TensorFlow多GPU训练
作者:互联网
文章目录
问题描述
单机多GPU训练,多机请自行查阅参考文献
解决方案
使用 tf.distribute.MirroredStrategy
的原理:
- 训练开始前,该策略在 N 个 GPU 上复制一份完整模型
- 每次训练传入一个批次数据时,将数据分成 N 份,分别传入 N 个 GPU
- N 个 GPU 使用本地变量分别计算自己那部分数据的梯度
- 使用分布式计算的 All-reduce 操作,在 GPU 间高效交换梯度数据并进行求和
- 使用梯度求和的结果更新本地变量
- 当所有设备均更新本地变量后,进行下一轮训练
- 默认情况下,TensorFlow 中的
MirroredStrategy
策略使用 NVIDIA NCCL 进行 All-reduce 操作。
安装
pip install tensorflow-datasets --upgrade
使用前
import tensorflow as tf
import tensorflow_datasets as tfds
def resize(image, label):
"""图像预处理"""
image = tf.image.resize(image, [224, 224]) / 255.0
return image, label
batch_size = 64
dataset = tfds.load('cats_vs_dogs', split=tfds.Split.TRAIN, as_supervised=True)
dataset = dataset.map(resize).shuffle(1024).batch(batch_size)
model = tf.keras.applications.MobileNetV2(weights=None, classes=2)
model.compile(
optimizer=tf.keras.optimizers.Adam(learning_rate=0.001),
loss=tf.keras.losses.sparse_categorical_crossentropy,
metrics=[tf.keras.metrics.sparse_categorical_accuracy]
)
model.fit(dataset, epochs=5)
# Epoch 1/5
# 364/364 [==============================] - 110s 303ms/step - loss: 0.6229 - sparse_categorical_accuracy: 0.6500
# Epoch 2/5
# 364/364 [==============================] - 111s 305ms/step - loss: 0.4781 - sparse_categorical_accuracy: 0.7690
# Epoch 3/5
# 364/364 [==============================] - 110s 301ms/step - loss: 0.3919 - sparse_categorical_accuracy: 0.8202
# Epoch 4/5
# 364/364 [==============================] - 113s 311ms/step - loss: 0.3171 - sparse_categorical_accuracy: 0.8602
# Epoch 5/5
# 364/364 [==============================] - 113s 311ms/step - loss: 0.2532 - sparse_categorical_accuracy: 0.8919
使用后
import tensorflow as tf
import tensorflow_datasets as tfds
def resize(image, label):
"""图像预处理"""
image = tf.image.resize(image, [224, 224]) / 255.0
return image, label
strategy = tf.distribute.MirroredStrategy()

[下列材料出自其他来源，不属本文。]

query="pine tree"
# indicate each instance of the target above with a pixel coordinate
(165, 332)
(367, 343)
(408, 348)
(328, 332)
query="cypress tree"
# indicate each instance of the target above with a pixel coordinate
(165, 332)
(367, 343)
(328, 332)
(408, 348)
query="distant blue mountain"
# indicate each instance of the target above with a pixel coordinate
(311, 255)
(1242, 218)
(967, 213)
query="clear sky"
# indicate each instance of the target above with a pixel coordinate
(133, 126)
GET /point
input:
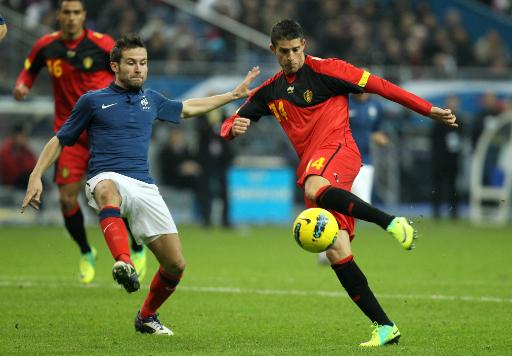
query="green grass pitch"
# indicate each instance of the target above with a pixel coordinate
(253, 291)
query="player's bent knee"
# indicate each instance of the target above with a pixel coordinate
(175, 268)
(341, 248)
(313, 184)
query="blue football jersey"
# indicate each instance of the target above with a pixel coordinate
(119, 123)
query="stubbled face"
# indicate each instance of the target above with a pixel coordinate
(132, 71)
(290, 54)
(71, 17)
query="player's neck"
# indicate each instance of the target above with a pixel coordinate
(72, 36)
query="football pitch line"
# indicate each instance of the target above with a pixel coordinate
(34, 282)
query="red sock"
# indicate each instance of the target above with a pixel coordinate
(116, 234)
(162, 286)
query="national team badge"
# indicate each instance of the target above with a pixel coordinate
(144, 103)
(64, 173)
(87, 62)
(308, 96)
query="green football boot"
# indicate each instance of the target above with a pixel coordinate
(403, 232)
(382, 335)
(88, 266)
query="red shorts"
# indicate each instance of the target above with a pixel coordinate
(338, 164)
(72, 163)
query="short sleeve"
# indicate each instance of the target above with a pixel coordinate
(167, 109)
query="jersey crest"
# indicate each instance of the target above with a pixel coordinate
(88, 62)
(144, 104)
(308, 96)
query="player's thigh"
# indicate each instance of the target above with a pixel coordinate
(334, 165)
(70, 191)
(167, 250)
(363, 184)
(341, 248)
(106, 193)
(71, 165)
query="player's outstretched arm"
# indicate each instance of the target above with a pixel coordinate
(240, 126)
(199, 106)
(50, 153)
(444, 116)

batch_size = 64 * strategy.num_replicas_in_sync # 批次大小×设备数量
dataset = tfds.load('cats_vs_dogs', split=tfds.Split.TRAIN, as_supervised=True)
dataset = dataset.map(resize).shuffle(1024).batch(batch_size)
with strategy.scope():
model = tf.keras.applications.MobileNetV2(weights=None, classes=2)
model.compile(
optimizer=tf.keras.optimizers.Adam(learning_rate=0.001),
loss=tf.keras.losses.sparse_categorical_crossentropy,
metrics=[tf.keras.metrics.sparse_categorical_accuracy]
)
print('Number of devices: {}'.format(strategy.num_replicas_in_sync))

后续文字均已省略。